Once a course is placed on the grid of user and need, we must factor in the conditions imposed by the complexity of the subject itself, classified from “simple” to “complex.” In addition, we must take into account time and change, which means considering the product’s stage of development and the probability of change, along with its content. This dual attention suggests four types of products/systems (see Figure 2).

Figure 2. Product/System Variables Affecting Course Development

Currently, we are accustomed to making estimates based on assumptions about the products’ stability (the left-hand column in Figure 2), regardless of where it lies on the spectrum from simple to complex. The new paradigm shifts our attention to the likelihood of change, as the instructional development process continues (the right-hand column in Figure 2). Consequently, covering the “stable” product in great depth can require less effort than shallow coverage of the “new” product. Thus, the third axis, which together with the users and their needs, includes four basic types of product/systems. These range from the least probability of change to the greatest—stable/simple, stable/complex, new/simple, and new/complex. This is graphed in Figure 3.

Figure 3. Field of Significant Conditions

As you can see from Figure 4, the relationship of these factors is not linear. As we move upward on the axis, the curve changes rapidly.

Figure 4. Effort Hours vs. Product/System Characteristics

As the probability of change increases from the stable/simple to the new/complex, so does the probability of greater effort hours. Course development for a new/simple product or system will not necessarily take more time to develop than a stable/complex one, but the probability is greater.

These hypotheses must be tested in different contexts, but the important point is that analysis of data will yield a weighting factor, and a range of effort-hours according to the probability of change.


The product’s development stage, its probability of change over time, and its technical content together constitute the most important elements in determining the effort-hour profile. Traditionally, the effect of change over the duration of the product development process has been underestimated.

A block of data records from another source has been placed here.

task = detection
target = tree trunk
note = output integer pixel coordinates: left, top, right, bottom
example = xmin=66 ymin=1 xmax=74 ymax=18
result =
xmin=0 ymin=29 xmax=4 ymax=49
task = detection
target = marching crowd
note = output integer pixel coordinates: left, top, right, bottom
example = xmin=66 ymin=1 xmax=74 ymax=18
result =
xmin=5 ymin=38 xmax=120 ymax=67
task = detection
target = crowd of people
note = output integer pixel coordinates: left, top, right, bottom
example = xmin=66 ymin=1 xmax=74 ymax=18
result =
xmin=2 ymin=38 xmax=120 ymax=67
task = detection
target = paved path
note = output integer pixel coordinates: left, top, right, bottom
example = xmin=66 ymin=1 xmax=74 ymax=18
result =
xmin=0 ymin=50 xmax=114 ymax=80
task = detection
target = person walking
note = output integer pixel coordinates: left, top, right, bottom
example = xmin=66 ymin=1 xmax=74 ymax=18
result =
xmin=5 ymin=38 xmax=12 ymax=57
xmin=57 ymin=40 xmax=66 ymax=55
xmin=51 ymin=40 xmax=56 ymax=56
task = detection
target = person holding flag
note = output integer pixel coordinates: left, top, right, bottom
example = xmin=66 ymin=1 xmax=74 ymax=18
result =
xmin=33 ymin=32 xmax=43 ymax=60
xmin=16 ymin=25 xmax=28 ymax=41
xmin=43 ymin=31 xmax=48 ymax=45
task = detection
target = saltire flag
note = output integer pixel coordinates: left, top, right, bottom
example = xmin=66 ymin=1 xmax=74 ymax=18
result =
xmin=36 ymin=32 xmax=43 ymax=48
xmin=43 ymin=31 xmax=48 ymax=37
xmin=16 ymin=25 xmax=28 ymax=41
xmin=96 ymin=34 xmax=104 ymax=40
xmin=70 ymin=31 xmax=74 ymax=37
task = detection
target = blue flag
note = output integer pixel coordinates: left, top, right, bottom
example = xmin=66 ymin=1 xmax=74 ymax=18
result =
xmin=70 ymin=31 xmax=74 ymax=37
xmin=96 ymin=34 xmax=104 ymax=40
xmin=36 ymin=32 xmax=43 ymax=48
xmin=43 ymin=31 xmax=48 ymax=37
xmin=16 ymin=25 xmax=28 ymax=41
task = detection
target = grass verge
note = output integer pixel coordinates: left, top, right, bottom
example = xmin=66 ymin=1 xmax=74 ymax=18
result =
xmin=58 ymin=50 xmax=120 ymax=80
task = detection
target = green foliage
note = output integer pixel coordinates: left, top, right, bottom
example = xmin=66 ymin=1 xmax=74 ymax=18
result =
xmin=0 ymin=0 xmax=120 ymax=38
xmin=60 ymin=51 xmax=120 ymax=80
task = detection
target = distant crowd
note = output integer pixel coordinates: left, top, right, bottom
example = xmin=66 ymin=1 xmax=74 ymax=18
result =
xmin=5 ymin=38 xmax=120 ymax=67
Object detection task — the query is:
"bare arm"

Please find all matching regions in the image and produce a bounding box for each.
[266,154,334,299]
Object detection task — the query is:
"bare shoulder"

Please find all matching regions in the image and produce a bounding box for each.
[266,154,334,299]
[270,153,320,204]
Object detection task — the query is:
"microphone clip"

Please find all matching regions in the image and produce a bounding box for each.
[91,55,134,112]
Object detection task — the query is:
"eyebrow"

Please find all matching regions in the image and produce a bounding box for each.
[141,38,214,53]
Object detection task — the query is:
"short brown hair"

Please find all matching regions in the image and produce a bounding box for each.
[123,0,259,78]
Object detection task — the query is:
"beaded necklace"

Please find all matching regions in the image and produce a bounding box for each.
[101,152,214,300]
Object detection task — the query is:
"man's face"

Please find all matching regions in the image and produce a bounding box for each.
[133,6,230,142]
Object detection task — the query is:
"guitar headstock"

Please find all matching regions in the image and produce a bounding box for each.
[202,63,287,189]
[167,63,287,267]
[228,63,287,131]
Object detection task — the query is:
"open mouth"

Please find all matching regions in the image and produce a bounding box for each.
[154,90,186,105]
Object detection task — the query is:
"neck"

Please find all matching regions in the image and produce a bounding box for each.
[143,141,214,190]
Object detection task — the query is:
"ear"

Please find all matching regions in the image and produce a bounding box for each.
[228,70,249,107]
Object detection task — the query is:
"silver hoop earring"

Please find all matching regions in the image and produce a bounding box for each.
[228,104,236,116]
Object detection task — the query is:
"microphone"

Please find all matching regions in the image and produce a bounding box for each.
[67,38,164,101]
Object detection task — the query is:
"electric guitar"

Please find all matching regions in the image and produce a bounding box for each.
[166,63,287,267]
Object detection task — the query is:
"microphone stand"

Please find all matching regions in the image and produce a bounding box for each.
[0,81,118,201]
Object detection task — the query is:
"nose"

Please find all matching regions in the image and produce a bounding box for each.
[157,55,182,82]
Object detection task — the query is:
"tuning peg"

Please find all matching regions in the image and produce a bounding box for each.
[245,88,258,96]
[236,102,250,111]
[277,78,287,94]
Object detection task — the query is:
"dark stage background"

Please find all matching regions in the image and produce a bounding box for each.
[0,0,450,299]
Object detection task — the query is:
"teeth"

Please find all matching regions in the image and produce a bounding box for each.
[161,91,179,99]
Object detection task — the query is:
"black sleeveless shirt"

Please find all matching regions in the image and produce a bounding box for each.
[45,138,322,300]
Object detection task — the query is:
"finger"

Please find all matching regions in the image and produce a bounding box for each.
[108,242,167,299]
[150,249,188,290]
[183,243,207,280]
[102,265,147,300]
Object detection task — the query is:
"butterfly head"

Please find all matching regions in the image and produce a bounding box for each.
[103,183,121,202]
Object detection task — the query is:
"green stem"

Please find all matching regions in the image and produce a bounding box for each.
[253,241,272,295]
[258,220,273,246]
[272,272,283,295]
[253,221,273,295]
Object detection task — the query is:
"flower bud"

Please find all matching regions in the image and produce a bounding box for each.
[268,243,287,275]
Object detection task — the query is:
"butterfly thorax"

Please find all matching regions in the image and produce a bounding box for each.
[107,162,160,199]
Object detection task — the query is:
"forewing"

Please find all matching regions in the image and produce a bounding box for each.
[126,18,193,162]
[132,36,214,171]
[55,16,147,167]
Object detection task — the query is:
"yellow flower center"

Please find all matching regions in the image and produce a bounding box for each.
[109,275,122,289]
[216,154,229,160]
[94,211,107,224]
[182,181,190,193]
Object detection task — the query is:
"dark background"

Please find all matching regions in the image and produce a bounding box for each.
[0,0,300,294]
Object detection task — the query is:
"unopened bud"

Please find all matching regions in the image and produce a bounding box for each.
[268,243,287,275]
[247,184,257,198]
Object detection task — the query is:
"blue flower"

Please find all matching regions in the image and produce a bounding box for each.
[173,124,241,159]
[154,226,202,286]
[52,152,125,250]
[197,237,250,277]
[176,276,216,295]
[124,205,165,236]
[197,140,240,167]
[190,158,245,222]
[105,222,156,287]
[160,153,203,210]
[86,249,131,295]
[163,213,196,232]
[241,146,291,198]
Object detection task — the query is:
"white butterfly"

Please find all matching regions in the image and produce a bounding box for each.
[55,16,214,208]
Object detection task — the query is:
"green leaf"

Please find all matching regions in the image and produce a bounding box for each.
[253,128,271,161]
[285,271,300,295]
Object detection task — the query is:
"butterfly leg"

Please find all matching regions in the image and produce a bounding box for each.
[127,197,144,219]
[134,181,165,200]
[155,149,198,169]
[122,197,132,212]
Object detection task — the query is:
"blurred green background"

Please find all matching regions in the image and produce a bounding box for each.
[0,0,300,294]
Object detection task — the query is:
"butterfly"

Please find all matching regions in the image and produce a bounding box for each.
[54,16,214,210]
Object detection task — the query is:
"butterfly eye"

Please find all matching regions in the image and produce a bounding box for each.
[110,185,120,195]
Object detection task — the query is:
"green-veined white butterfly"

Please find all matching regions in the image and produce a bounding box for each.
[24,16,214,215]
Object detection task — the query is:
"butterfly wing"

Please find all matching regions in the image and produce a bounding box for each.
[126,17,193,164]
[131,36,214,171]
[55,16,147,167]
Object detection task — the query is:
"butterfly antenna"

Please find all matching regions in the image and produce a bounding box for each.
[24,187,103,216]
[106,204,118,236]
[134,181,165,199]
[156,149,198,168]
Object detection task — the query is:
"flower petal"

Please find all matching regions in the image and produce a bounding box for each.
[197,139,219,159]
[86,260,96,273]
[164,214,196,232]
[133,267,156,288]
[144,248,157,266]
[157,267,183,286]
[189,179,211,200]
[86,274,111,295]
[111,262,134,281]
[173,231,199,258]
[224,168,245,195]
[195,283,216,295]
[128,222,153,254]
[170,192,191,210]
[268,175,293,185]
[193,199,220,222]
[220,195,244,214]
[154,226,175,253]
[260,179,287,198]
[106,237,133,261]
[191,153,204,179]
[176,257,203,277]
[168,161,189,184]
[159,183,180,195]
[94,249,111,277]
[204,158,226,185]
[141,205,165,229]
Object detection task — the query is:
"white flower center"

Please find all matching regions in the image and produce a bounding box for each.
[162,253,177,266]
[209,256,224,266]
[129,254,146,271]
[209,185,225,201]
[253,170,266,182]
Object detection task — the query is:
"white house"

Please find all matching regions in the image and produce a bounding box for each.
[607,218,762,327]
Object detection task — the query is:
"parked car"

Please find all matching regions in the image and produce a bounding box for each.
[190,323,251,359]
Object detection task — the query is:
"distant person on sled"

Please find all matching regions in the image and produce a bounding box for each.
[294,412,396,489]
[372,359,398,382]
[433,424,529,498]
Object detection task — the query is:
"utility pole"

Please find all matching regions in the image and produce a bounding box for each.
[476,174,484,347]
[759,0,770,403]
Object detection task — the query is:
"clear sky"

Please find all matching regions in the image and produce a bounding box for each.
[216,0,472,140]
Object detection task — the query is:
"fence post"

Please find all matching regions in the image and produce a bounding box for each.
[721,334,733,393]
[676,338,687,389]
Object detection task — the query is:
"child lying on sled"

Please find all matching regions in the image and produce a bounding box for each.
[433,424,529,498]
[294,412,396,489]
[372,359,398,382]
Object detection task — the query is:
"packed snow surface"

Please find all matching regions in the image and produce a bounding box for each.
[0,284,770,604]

Our new paradigm demands that we accord it equal weight with product content. This is particularly important since change has such a great impact on the effort devoted to design and development, which constitutes an increasingly large percentage of effort, and hence cost as the complexity of the instructional development process continues.

As a long-time instructional developer, I have improved my skills of predicting how long a project will take, but have, nevertheless, been surprised at the final time tally. This results from not taking into account the entire field of significant conditions and their relative weights. Our previous approach assumed a stable product and environment, but these assumptions are no longer valid.

We need therefore to expand our old ways, extending the industry-standard ratios to include the increased number and complexity of significant conditions that affect our effort-hour estimates.


Dale Munson is a senior technical education specialist for Global Learning Solutions at StorageTek in Louisville, Colorado. He is an accomplished corporate presenter with more than 28 years of experience in designing instructional programs and presenting complex material in a simplified, entertaining manner. Dale is a state-licensed and government-certified instructor who has taught courses worldwide for many Fortune 500 companies, including Fairchild Weston, Loral, Hewlett-Packard, IBM, and Dell. For more than 15 years, he designed and presented courses for several top-level agencies within the Intelligence Community.

Dale holds a Bachelor of Arts degree in Information Technology and a Masters degree in Information and Learning Technologies from the University of Colorado at Denver. He is a Certified Performance Technologist and the VP of Programs for the Front Range Chapter of the International Society for Performance Improvement (ISPI).